As the leader of the second-largest school district in Pennsylvania, I am the top advocate and ambassador of Pittsburgh Public Schools locally and nationally. I along with members of my Cabinet and the Board of School Directors represent the District with various departments and agencies in an official capacity. I have been appointed by Governor Wolf and the Pennsylvania Department of Education (PDE) to serve on state and national committees including, ESSA Leadership Learning Community, National Governor’s Association, and PDE Superintendents’ Academy. I am also called to join other organizations and committees on an ad-hoc basis such as the AASA -The School Superintendents Association.

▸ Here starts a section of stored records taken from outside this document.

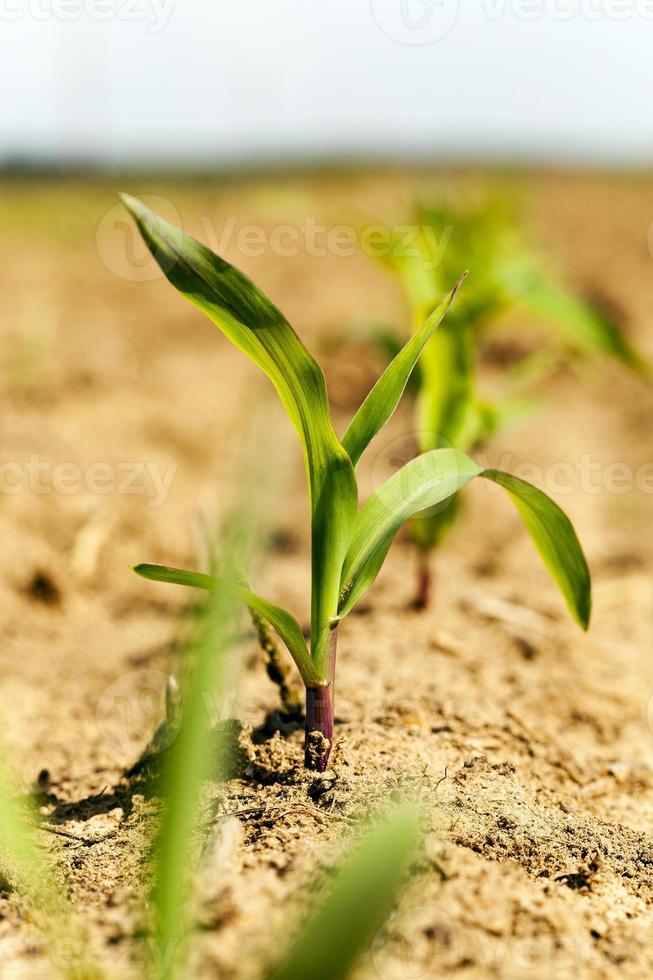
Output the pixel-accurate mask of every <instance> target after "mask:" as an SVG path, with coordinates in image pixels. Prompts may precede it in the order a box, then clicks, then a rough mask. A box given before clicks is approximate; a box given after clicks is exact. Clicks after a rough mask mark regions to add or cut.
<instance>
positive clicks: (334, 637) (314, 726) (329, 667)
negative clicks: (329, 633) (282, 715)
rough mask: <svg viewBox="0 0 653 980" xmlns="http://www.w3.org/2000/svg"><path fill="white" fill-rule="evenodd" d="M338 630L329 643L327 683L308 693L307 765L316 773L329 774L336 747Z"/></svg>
mask: <svg viewBox="0 0 653 980" xmlns="http://www.w3.org/2000/svg"><path fill="white" fill-rule="evenodd" d="M337 642H338V627H337V626H336V627H334V629H333V630H332V632H331V636H330V639H329V659H328V662H327V682H326V684H324V685H323V686H321V687H309V688H307V689H306V729H305V731H306V740H305V743H304V765H305V766H306V768H307V769H311V770H312V771H313V772H325V771H326V769H327V768H328V765H329V756H330V755H331V749H332V747H333V709H334V682H335V675H336V645H337Z"/></svg>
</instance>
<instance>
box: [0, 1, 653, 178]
mask: <svg viewBox="0 0 653 980" xmlns="http://www.w3.org/2000/svg"><path fill="white" fill-rule="evenodd" d="M459 3H460V7H462V6H463V5H464V10H461V9H458V4H457V0H428V3H425V2H424V0H0V85H1V86H2V88H1V91H2V103H1V104H0V122H1V126H0V159H2V158H3V157H5V158H6V157H7V156H8V155H15V154H22V155H26V154H29V153H38V154H39V155H48V156H56V157H63V158H71V157H72V158H74V157H82V158H87V159H88V158H91V159H99V160H101V161H104V162H108V163H120V162H122V161H126V160H136V159H140V160H142V161H148V162H154V161H158V162H161V163H165V162H183V161H185V160H204V161H209V160H228V159H234V158H242V157H248V156H255V155H256V154H259V153H264V154H265V155H266V156H277V157H283V156H284V155H287V154H294V155H305V154H311V155H315V154H320V153H323V154H328V155H330V156H332V155H347V154H359V155H361V154H366V153H368V154H374V153H377V154H384V155H390V154H394V155H401V154H411V153H423V154H434V155H437V154H441V155H444V156H449V157H452V156H454V157H455V156H456V155H461V156H475V155H480V156H484V157H493V158H499V159H512V158H514V157H519V158H531V159H536V160H537V159H548V160H562V161H568V160H572V161H573V160H590V161H591V160H600V161H607V162H615V163H620V162H635V163H639V164H642V163H644V164H646V163H651V162H653V123H652V113H651V103H652V97H653V0H459ZM402 4H403V6H402ZM430 8H432V9H430ZM456 14H457V17H456V20H455V22H453V23H452V21H453V18H454V16H455V15H456ZM100 15H102V16H101V18H100ZM66 18H69V19H66ZM420 18H422V20H423V25H422V27H421V29H419V21H420ZM416 24H417V25H418V26H415V25H416ZM450 24H451V28H450V30H449V31H448V33H445V28H446V27H447V26H449V25H450ZM379 25H381V26H379ZM411 25H412V26H411ZM438 32H439V33H443V34H444V35H445V36H443V37H440V38H439V39H437V38H436V39H433V40H432V39H431V34H433V33H438ZM389 35H395V37H399V40H396V39H394V38H393V37H392V36H389ZM416 40H420V41H422V42H424V43H419V44H417V43H414V42H415V41H416ZM406 42H409V43H406ZM427 42H430V43H427Z"/></svg>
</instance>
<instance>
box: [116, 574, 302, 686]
mask: <svg viewBox="0 0 653 980" xmlns="http://www.w3.org/2000/svg"><path fill="white" fill-rule="evenodd" d="M134 571H135V572H136V574H137V575H140V576H141V578H146V579H149V580H150V581H151V582H168V583H169V584H171V585H185V586H188V587H190V588H194V589H203V590H205V591H206V592H215V591H217V590H218V589H220V588H225V587H226V586H225V584H224V582H223V581H221V580H220V579H218V578H216V577H215V576H214V575H204V574H202V573H201V572H189V571H186V569H183V568H171V567H170V566H169V565H151V564H146V563H143V564H140V565H135V566H134ZM228 588H229V591H230V592H231V594H232V595H234V596H235V597H236V598H238V599H240V601H241V602H244V603H245V605H246V606H248V607H249V608H250V609H253V610H254V612H257V613H258V614H259V615H260V616H262V617H263V618H264V619H266V620H267V621H268V623H269V624H270V626H272V628H273V629H274V630H275V631H276V632H277V633H278V635H279V636H280V638H281V639H282V640H283V642H284V643H285V644H286V646H287V648H288V652H289V653H290V655H291V657H292V658H293V660H294V661H295V663H296V665H297V669H298V670H299V672H300V674H301V676H302V680H303V681H304V683H305V684H306V686H307V687H314V686H316V685H317V684H319V683H320V676H319V674H318V672H317V670H316V668H315V665H314V663H313V661H312V660H311V658H310V656H309V653H308V650H307V648H306V643H305V641H304V636H303V634H302V631H301V629H300V627H299V623H298V622H297V620H296V619H295V617H294V616H292V615H291V613H289V612H288V611H287V610H286V609H283V608H282V607H281V606H275V605H274V603H272V602H268V601H267V600H266V599H262V598H261V597H260V596H258V595H256V593H255V592H252V591H251V589H245V588H243V587H242V586H240V585H233V584H232V585H230V586H228Z"/></svg>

In addition to learning from urban school counterparts, we have expanded opportunities, for job-embedded professional development through key measures, including:

Pittsburgh Milliones Principal Chris Horne, Early College Program Manager Kristopher Stubbs, Representative Jake Wheatley, Pastor Glenn Grayson, and myself visit the Fulfillment Fund. Now a partner at Pittsburgh Milliones, the Fulfillment Fund works "to open young people's eyes to the possibility of higher education."
  • Implementation of teacher-led Professional Learning Communities in every school,

  • Additional supports through English Language Arts and Math Academic Coaches,

  • Eight student ½ days for school-based professional development, and;

  • Training of principal supervisors (Assistant Superintendent) on both their instructional and coaching role.

We will continue to foster a culture of high performance for all employees through shared-accountability, high- expectations, and continuous growth. We have partnered with Learning Forward in the development of a comprehensive professional development plan to build central office, principal, and teacher capacity to implement college- and career-readiness standards. We are also working with the National Institute of School Leadership for school leader coaching to further the growth and development of principals and other school leaders. The development of any plan will align with the redefined expectations for professional development outlined in the Every Student Succeeds Act, which calls for deeper, more meaningful professional development that is sustained over time.